During the past week I watched all three of the Lord of the Rings movies. I still like them.

It makes Jackson’s recent offering, King Kong, look rather shallow in comparison. There is no excuse for the unforgivably-long pre-Skull Island sequence, which is supposed to establish characters and motives, but only tires us. King Kong is a B-movie. It’s a beauty-and-the-beast story, where a big ape falls in love with an incompatible mate. It’s equal parts action and melodrama. Or at least, it should be. The CGI Kong is the true hero of Jackon’s movie, and once he’s on-camera, ripping apart dinosaurs or bonding with Ann Darrow, then the movie steers a true course. Unfortunately, it takes a hour to get to the good bits.

Watching Lord of the Rings made me ponder upon the subject of world-building and characters. Several times, while watching Jackon’s films, I found myself considering the life of a minor character glimpsed in the film, or wondering about how the citizens of Minas Tirith coped with the invasion of their city, or who took over the rulership of Rohan when Eowyn rode off to battle.

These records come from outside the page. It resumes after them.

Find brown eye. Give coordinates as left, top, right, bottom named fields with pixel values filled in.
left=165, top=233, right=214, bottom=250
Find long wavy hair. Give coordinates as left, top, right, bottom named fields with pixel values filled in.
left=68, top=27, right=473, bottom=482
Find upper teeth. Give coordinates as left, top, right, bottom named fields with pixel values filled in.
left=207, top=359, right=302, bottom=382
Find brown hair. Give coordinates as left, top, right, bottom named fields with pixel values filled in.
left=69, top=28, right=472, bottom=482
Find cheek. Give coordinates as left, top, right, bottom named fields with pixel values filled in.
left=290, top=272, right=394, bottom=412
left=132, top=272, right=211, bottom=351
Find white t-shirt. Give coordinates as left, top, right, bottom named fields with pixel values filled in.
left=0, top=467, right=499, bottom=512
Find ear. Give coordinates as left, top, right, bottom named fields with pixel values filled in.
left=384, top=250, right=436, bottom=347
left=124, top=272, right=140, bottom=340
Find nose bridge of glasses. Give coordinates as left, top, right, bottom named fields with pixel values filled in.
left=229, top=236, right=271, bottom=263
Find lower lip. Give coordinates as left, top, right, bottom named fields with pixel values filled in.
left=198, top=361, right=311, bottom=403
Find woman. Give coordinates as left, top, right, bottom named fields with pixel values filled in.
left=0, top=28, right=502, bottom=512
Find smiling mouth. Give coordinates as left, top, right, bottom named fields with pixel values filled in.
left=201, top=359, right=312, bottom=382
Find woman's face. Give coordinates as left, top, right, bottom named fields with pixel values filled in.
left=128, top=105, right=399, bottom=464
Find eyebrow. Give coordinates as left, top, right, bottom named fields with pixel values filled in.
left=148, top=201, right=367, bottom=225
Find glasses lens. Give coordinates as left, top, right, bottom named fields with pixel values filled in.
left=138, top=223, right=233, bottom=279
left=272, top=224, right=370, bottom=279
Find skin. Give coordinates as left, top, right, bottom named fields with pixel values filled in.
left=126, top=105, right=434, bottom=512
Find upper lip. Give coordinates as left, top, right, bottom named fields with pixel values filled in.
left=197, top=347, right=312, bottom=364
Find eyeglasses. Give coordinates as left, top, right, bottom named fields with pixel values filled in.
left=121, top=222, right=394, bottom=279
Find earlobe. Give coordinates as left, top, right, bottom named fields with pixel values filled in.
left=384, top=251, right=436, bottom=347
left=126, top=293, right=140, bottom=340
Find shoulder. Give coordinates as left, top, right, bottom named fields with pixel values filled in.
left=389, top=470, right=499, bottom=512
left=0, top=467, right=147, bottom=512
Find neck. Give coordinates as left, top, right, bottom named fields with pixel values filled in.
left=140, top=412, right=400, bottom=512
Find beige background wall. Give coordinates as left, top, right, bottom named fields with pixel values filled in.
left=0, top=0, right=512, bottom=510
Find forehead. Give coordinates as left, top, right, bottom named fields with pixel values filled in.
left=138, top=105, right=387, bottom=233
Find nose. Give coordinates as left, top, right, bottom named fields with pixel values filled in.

In other words, I was walking around in Tolkien’s world in my mind. It had an existence outside of the screen (and of course, the books). This is a marvellous sign. It means that the world and the characters of the film have a life outside of their creation. This is why popular TV shows or movies have novel (or comic) tie-ins that spin out new stories for their characters. Once we engage with characters we want to know more about them. I guess it’s what prompts people to create FanFic – to write stories they’ve imagined but no one else has told.

I could easily picture a life for Rick outside of Casablanca, for instance: his trip from Paris with Sam in tow, evading Nazis, and the high-stakes baccarat game during which he won the deed to the café in Casablanca. In my imagination Harry Lime runs cons and outwits cops in the black-and-white streets of post-war Venice (quite extraordinary when you consider that Lime is only on-screen for 10 minutes in The Third Man). I can see Ripley eking out an existence by learning to use the mechanical loaders on the Earth cargo docks, tough and chain-smoking, but twitchy-nervous so that people avoid her.

In the reverse situation, I cannot imagine a life for Rose Da Silva from Silent Hill. She does not exist outside of the film; she barely exists inside of it.

How complex and fully-realised characters are evoked is an important subject for writers to ponder. One point that strikes me is that everyone in the world has ordinary concerns: such as paying rent, having a social life, dealing with family, negotiating relationships, etc.

The Buddha is in the details, as they say. If those touches of reality, of pragmatic issues, are not visible in your character’s life then s/he will not appear real. This is even more important when you work within genre: science fiction, fantasy, horror. Even if the world and the setting is unusual, there needs to be a grounding of the familiar, of the ordinary. So much of life is filling in the right box and standing in line.

Without these signifiers the character is a shadow puppet that capers against a white screen.